Are we nearing a turn in the cycle?Unfortunately, this type of analysis doesn’t tell us much about the near term. The correlation of past results to future returns is close to zero when looking at a one-year horizon. (Indeed, the correlation between trailing one-year and forward one-year returns is +0.03, meaning that if growth has done well, it may continue to do well.) Many have been waiting for a catalyst that will help value pull ahead, and perhaps the recent positive news on a COVID-19 vaccine will be just that. But even if it’s not, in thinking about long-term policy and the decade ahead, I believe value will outperform, potentially by a healthy margin.
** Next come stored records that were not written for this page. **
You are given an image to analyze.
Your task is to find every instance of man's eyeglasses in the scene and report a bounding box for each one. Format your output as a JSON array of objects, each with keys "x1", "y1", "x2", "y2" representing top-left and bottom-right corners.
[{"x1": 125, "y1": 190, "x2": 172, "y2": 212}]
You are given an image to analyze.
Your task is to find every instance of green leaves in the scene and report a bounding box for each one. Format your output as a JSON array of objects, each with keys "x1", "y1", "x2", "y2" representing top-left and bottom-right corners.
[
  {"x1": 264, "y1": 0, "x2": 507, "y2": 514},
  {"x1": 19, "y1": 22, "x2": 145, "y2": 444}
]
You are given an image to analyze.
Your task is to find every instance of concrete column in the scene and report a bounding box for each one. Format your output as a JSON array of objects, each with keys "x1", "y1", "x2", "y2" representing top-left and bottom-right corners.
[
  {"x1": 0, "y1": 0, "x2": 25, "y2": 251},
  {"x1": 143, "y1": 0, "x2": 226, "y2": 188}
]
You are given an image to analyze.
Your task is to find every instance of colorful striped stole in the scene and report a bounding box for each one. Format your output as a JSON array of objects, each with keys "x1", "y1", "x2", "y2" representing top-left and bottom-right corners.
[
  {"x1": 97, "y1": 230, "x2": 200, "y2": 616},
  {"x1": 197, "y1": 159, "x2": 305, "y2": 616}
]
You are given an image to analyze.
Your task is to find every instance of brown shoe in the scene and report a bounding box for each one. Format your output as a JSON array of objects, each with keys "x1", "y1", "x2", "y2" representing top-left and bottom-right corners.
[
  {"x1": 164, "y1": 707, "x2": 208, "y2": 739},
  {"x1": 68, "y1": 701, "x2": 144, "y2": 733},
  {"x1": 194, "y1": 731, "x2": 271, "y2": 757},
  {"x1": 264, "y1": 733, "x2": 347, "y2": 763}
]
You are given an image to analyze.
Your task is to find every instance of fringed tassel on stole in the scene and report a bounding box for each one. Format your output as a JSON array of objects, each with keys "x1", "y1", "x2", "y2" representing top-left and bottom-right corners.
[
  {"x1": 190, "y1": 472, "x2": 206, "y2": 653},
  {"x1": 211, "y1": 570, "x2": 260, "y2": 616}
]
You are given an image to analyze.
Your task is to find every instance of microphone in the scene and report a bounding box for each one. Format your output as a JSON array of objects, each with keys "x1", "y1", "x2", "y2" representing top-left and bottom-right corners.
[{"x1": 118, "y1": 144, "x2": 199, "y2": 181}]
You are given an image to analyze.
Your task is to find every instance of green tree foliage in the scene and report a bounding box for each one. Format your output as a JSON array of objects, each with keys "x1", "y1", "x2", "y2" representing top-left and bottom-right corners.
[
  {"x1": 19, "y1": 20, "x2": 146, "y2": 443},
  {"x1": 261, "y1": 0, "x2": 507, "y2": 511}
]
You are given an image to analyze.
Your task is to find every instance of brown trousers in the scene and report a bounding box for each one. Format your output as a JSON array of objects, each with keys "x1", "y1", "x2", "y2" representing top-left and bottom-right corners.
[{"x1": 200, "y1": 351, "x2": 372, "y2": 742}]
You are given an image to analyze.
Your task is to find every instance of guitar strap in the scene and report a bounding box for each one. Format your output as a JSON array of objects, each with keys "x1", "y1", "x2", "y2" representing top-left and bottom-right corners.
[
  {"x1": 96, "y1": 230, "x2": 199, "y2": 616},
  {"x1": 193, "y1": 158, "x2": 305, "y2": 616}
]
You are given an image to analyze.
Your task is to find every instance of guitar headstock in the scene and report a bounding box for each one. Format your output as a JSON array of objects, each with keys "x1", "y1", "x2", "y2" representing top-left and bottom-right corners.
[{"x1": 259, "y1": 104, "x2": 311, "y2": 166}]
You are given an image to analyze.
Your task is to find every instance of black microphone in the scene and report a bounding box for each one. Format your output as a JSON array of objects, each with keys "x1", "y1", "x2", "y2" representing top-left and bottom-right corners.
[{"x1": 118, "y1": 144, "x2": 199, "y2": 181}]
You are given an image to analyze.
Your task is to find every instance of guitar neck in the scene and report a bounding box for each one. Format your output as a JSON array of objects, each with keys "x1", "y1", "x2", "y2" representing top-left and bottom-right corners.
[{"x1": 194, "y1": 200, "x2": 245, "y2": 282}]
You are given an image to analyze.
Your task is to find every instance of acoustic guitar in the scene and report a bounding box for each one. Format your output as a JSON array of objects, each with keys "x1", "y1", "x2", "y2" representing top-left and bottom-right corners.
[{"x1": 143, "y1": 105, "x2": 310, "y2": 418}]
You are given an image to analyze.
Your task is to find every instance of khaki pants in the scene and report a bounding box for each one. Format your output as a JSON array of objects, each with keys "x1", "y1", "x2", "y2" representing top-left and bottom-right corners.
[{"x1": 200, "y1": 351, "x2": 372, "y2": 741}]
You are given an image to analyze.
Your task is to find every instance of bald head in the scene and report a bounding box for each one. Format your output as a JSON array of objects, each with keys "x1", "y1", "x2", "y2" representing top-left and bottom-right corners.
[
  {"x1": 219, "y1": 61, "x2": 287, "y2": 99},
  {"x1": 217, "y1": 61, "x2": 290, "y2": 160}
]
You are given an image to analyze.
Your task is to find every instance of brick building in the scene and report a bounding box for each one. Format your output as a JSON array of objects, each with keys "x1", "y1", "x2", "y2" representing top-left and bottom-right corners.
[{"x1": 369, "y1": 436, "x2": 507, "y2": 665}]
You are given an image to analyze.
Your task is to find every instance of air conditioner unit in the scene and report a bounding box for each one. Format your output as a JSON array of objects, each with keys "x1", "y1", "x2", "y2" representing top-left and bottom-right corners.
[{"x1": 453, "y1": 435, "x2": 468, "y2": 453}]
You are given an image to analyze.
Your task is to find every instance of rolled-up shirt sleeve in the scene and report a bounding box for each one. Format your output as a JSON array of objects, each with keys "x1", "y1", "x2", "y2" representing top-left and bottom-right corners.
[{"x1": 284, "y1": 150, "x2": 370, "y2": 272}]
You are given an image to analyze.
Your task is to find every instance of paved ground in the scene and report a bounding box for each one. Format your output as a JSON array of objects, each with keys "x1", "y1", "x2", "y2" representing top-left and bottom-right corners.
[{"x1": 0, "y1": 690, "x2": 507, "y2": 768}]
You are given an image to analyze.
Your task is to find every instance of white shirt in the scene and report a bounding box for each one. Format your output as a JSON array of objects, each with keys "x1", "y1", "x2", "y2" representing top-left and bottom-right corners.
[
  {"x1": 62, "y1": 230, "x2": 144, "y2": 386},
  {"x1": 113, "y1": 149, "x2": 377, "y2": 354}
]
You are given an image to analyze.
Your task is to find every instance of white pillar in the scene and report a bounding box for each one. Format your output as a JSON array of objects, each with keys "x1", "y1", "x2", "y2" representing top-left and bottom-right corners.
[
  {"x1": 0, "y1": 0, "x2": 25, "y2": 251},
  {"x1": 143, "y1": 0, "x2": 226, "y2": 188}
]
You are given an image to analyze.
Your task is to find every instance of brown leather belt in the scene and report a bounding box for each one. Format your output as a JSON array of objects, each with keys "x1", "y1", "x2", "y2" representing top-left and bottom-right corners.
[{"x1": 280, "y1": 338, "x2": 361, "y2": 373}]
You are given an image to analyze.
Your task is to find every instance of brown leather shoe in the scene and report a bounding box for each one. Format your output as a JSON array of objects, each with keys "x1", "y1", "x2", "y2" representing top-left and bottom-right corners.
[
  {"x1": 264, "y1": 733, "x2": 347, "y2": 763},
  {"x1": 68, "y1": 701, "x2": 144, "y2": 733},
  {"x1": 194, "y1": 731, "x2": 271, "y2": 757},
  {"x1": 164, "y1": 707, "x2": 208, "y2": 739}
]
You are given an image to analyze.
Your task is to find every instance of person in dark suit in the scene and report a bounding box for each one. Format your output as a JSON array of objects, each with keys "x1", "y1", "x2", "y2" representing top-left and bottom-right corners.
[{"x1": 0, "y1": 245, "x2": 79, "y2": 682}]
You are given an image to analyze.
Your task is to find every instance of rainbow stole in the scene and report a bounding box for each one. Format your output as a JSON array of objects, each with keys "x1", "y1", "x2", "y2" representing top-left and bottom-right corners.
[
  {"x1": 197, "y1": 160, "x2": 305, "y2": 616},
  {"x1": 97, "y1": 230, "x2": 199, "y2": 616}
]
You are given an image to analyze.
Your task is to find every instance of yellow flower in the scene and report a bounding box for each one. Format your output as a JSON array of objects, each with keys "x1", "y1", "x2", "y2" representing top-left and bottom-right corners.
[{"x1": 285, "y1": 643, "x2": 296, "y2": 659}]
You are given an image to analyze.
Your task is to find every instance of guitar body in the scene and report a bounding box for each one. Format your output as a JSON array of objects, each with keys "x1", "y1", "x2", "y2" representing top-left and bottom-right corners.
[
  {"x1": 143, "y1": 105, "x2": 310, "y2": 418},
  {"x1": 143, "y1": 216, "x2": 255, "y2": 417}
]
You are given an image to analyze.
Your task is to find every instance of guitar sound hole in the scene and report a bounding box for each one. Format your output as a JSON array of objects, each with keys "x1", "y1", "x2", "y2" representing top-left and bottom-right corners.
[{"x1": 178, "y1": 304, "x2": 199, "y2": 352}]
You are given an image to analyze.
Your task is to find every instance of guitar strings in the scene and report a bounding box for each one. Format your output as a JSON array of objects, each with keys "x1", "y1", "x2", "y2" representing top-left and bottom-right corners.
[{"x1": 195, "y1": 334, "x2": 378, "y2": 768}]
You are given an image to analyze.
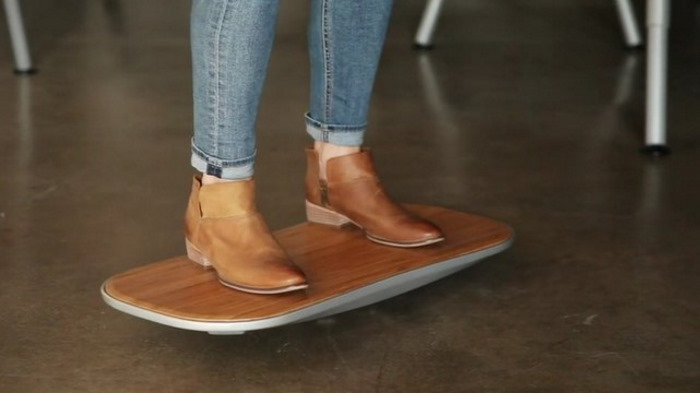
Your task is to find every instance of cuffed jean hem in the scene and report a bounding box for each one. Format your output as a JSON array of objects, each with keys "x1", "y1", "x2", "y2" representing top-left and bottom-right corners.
[
  {"x1": 190, "y1": 139, "x2": 255, "y2": 180},
  {"x1": 304, "y1": 113, "x2": 367, "y2": 146}
]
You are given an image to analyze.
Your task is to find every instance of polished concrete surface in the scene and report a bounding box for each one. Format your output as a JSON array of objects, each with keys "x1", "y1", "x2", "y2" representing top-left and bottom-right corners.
[{"x1": 0, "y1": 0, "x2": 700, "y2": 393}]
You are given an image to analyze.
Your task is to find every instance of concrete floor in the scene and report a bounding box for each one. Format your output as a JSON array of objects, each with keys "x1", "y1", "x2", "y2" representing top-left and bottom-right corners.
[{"x1": 0, "y1": 0, "x2": 700, "y2": 393}]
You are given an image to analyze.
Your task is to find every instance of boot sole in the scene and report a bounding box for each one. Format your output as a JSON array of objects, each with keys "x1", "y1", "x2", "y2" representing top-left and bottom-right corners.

A final thought on the dataIn looking at the correlation analysis, quants will (rightly) point out that 1) the history is quite limited and 2) I am using overlapping data. However, the correlations are still very negative if we attempt to account for that. For example, using annual data (not monthly) generates correlations of between -0.47 and -0.73 (depending on the start/end points). Moreover, non-overlapping analysis (using the Fama-French book-to-price data for a longer history) also yields negative correlations. Thanks to my colleagues Ben Cooper, Danny Cook, and Steven Ye for flagging the statistical challenges.
1Sources: Russell, Datastream, Fama/French data library, Wellington Management. Based on total returns as of September 2020. Past results are not indicative of future results. Investments cannot be made directly into an index.